Yapay Zekanın son sınırı

Nisan 2025'te Eric Schmidt (Google'ın eski CEO'su) bir TED Konuşmasında yapay zeka devriminin büyük ölçüde hafife alındığını açıkladı. Önümüzdeki altı yıl içinde, sistemlerin insanlardan daha karmaşık bir şekilde yasa koyduğunu, teşhis ettiğini, araştırdığını ve kararlar aldığını göreceğimizi söyledi - hepsi cebimizde. Üç ila beş yıl içinde, yapay genel zeka veya AGI olarak adlandırdığı, en zeki matematikçi, fizikçi, sanatçı, yazar veya düşünür kadar zeki bir sistem olarak tanımlanan şeye ulaşacağımızı ekledi.
Ayrıca önümüzdeki 6 yıl içinde, tüm insanlığın toplam bilişsel kapasitesini çok aşacaklarını söyledi. Ancak, bu teknokratik güven, bilimsel yüceltmeden daha çok, muazzam bir sessiz medeniyet değişimini duyuruyor: insan içselliğinin algoritmik verimlilik ölçütleriyle kademeli olarak değiştirilmesi.
Beni korkutan makine değil, olduğumuz kişiden vazgeçme hızımız. Yapay zeka yalnızca insan yeteneklerini taklit etmiyor; zeka, yargı ve değerlerle ne demek istediğimizi yeniden tanımlıyor. Bilişsel işlevleri otomatikleştirerek, insan durumunun kırılgan ama yeri doldurulamaz unsurları olan etiği, şüpheyi, hafızayı, yaratıcılığı, şefkati otomatikleştirme riskini alıyoruz.
Teknoloji tarafsız değildir. Dünyayı görmenin bir yolunu empoze eder ve AI bu mantığı yoğunlaştırarak insanı optimize edilebilir bir değişkene indirger. Verimlilik en önemli ölçüt olduğunda, hata bir sapmadır, yavaşlık bir kusurdur, tereddüt bir kusurdur. Ancak insan kendini bilme ve bilmeme arasındaki bu aralıkta ortaya koyar. Walter Benjamin, sanat alanında teknolojiyi analiz ederken bu dönüşümü çoktan sezmişti: teknik yeniden üretilebilirlik, "aurayı" -o özgün ve tekrarlanamaz deneyimin o eşsiz parıltısını- yok eder.

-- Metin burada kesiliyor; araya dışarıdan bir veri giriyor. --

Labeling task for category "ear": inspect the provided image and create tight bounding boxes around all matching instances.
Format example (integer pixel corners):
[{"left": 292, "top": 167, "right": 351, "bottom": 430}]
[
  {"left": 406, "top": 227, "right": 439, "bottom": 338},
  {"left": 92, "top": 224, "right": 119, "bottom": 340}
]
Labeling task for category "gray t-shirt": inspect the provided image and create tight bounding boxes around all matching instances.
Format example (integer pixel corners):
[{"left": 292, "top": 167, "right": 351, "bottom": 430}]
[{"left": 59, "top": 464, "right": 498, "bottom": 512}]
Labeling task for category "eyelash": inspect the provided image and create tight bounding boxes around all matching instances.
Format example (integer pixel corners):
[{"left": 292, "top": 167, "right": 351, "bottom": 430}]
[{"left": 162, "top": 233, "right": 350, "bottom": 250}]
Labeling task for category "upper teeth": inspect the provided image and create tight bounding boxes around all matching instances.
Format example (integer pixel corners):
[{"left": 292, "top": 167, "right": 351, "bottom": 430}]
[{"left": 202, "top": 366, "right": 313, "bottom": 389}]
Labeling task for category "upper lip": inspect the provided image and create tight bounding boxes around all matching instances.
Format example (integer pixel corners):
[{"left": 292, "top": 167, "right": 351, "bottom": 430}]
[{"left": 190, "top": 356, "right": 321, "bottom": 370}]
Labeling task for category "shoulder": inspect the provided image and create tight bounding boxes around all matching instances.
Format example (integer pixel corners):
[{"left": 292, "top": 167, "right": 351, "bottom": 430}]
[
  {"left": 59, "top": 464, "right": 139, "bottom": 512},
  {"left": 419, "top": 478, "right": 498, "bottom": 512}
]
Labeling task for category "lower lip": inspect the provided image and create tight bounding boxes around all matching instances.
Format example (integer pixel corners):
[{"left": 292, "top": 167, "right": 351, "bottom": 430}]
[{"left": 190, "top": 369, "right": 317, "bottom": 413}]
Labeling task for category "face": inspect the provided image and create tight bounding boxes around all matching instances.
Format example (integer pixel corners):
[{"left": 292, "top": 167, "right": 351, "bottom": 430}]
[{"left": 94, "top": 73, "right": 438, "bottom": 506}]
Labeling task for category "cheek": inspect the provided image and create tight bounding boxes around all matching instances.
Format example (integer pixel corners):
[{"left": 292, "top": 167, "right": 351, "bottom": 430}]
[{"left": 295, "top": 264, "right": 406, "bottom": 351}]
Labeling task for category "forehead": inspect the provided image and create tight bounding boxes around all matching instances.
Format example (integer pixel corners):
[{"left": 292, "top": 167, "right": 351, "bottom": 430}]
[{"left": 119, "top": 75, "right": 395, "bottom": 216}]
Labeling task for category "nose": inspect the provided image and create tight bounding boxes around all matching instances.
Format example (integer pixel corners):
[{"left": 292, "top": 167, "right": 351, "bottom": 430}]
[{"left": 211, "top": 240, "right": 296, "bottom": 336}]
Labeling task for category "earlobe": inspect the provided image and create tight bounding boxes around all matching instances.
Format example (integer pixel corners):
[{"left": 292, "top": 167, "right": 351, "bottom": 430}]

Sanat sadece biçimsel veya estetik bir sonuç değildir. İnsan onurunun ve kırılganlığının bir onayıdır. Bu etik ve manevi boyuttan yoksun olan AI, asla insan sanatının yerini alamaz. AI, stilleri simüle edebilir - ancak asla gerçek sanat yaratamaz.
Bu senaryoda, düzenleme yeterli olmayabilir. Ruhun bir etiğini rehabilite etmek gerekir. Teknik rasyonalite iletişimsel akla boyun eğmelidir - dinlemeye, önemsemeye, topluluğa, ortaklığa. İlerleme ancak gerçek özgürlükleri genişletirse ilerlemedir. Tehlike, yapay zeka tarafından yenilmek değil, onun mantığını insanlık için bir ölçüt olarak kabul etmektir.
Sanat ve hümanist eğitimin süs olarak değil, aktif direniş olarak merkezi hale geldiği yer burasıdır. Sanat eğlendirmek için değildir - hesaplamadan kaçan bir anlam olduğunu bize hatırlatmak içindir. Şiir, tiyatro, resim, müzik söylenemez olanı, "yararsız" olanı, güzel olanı - bizi faydacılığın tiranlığından kurtaran her şeyi ortaya çıkarır. Beşeri bilimler yapay zeka ile rekabet etmez: bize hiçbir makinenin simüle edemeyeceği şekillerde insan olmayı öğretirler.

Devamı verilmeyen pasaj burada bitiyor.